Textron Inc., of Providence, R.I., recently agreed to pay the funds associated with cleaning the 17-acre site at 160 Clinton St., near the center of the town. The parcel is mostly covered by a single-story, 270,000-square-foot brick manufacturing building.

This facility was used commercially from 1907 to 1985 to manufacture machine tools. Jones & Lamson Machine Co. owned the property and made machine tools from 1907 to 1964. Textron Inc. owned and operated the facility from 1964 to 1985. In 1985, the site was abandoned and fell into disrepair over the following years. The abandoned property was transferred several times before the Springfield Regional Development Corporation, the current owner, acquired the property in 2002.

In 2016, at the request of the Vermont Department of Environmental Conservation, EPA performed a site investigation to identify the nature and extent of contamination at the former facility. The agency sampled surface soil at 24 locations, one which showed waste chips containing polychlorinated biphenyls (PCBs) at concentrations above the threshold of the federal Toxic Substances Control Act. The samples showed elevated levels of several hazardous substances in addition to PCBs, including chromium and arsenic.

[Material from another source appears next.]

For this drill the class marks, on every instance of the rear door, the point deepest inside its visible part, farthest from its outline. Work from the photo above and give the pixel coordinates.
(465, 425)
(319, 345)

Based on these findings, EPA performed a Removal Action at the site in August and September 2017 to contain and remove materials that could harm human health. EPA removed drums of hazardous substances found in the boiler room and excavated and removed 990 tons of black oily soil and contaminated swarf, or waste chips, from along the bank of the Black River. All of the contaminated materials were disposed of off-site at facilities appropriately licensed to safely handle or store hazardous materials.